The same tendencies as for zero cm elevation above the floor as presented above appear from the results shown in TABLE 2.

(3) Summary of results shown in TABLE 1 and TABLE 2 above

A summary of mean values of sound absorption coefficients is given below in TABLE 3:

TABLE 3. Mean values for sound absorption coefficients for 0 and 100 mm elevation of absorbers (slats) above the floor.

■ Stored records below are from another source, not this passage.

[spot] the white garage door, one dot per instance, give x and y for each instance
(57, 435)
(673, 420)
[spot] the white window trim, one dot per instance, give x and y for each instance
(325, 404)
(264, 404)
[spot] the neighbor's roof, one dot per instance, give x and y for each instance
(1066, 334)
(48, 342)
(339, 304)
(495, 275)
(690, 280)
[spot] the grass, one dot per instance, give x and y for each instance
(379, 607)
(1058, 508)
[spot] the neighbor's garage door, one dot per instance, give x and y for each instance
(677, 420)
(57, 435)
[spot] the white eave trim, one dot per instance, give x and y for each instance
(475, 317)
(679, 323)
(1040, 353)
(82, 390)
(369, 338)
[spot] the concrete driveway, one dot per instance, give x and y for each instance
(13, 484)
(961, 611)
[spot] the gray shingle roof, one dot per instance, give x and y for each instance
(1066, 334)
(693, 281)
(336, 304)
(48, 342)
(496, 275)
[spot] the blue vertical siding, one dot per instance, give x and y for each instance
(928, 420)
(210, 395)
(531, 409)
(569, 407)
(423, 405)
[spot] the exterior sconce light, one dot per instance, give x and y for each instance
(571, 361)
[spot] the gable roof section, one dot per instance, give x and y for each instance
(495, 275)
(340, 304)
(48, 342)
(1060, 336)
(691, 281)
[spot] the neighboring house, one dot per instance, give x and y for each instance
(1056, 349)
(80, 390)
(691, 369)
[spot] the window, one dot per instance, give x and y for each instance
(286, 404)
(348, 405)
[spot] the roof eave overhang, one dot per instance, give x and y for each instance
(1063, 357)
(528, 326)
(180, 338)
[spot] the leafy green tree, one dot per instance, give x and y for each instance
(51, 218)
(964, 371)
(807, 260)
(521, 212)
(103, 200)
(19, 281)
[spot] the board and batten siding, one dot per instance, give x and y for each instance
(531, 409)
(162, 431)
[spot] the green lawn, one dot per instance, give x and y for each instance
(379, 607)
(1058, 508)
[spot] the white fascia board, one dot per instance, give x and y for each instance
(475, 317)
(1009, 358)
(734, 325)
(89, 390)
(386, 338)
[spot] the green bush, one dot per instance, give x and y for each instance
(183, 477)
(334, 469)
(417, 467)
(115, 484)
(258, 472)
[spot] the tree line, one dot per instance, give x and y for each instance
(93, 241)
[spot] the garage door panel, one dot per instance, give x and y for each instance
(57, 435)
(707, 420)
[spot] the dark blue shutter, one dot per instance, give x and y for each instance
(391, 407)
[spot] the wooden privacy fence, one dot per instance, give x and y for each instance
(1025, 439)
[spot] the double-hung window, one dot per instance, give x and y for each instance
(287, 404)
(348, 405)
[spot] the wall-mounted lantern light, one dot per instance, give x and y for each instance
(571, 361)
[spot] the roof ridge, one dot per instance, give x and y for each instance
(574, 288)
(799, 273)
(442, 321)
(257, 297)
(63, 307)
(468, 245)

Mean_10cm 0,5-4K	0,40	0,36	0,31	0,27	0,57	0,56	0,53	0,49	0,66	0,66	0,63	0,73
Mean 0 cm 0,5-AK	0,24	0,23	0,20	0,18	0,36	0,36	0,34	0,32	0,44	0,44	0,42	0,49
% gevinst for 10cm	63	59	54	52	57	54	54	51	50	50	49	47

In the lower row of the table is stated how many percentage the absorption of the mineral wool is increased, when the absorber is elevated 100 mm above floor level. A considerable percentage increase (approximately 50%) is observed, even with this type of batt, which is not designed specifically for this purpose.
Referring to figures 2, 3 and 4, these figures show plots corresponding to the experimental results given in the above tables.
The overall conclusion is thus that the use of the acoustic effect of the side faces (edge portions) of the absorbers (slats) is advantageous in such panels and can be used for providing panels with the desired combination of acoustic absorption and thermal transparency.
Furthermore, a considerable percentage increase of sound absorption (approximately 50%) is obtained with only 100 mm distance between the panel and the wall (even with the type of batts used in the present investigation that may not be optimal for this purpose).

Claims

A panel comprising a substantially rigid frame (1), a front face (11) and a rear face (12), one or more sound-absorbing elements and sub-regions (8) that acoustically connect the front face (11) of the panel with the rear face (12) of the panel, and in which sub-regions (8) sound-absorbing elements are not present, whereby said sub-regions (8) ensure thermal transmission through the panel, the panel comprising brackets (3) that together with frame portions provide receptacles for said sound-absorbing elements characterized in that said brackets (3) comprise a central portion (6) provided with apertures (14) for providing access of a sound field to side faces of the sound-absorbing elements.
A panel according to claim 1, wherein said substantially rigid frame (1) defines a region within the frame, where the region is provided with one or more sound-absorbing elements comprising a front face, a rear face and a plurality of side faces, arranged in said frame in such a manner that at least some of said side faces are exposed to a sound field in the surroundings, in which said panel is placed.
A panel according to claim 1 or 2, wherein said sound-absorbing elements are substantially box-shaped.
A panel according to claim 1, wherein the dimensions of said sound-absorbing elements are chosen according to the lowest frequency at which substantial sound absorption shall take place.
A panel according to any of the preceding claims, wherein said frame is furthermore provided with a sheet of flexible material (10) suspended over the front (11) of the region defined by the frame (1).
A panel according to claim 1, wherein said central portions (6) are made of a material providing acoustic access of a sound field to side faces (6) of the sound-absorbing elements.
A panel according to claim 1, wherein said material is a mesh or a fabric.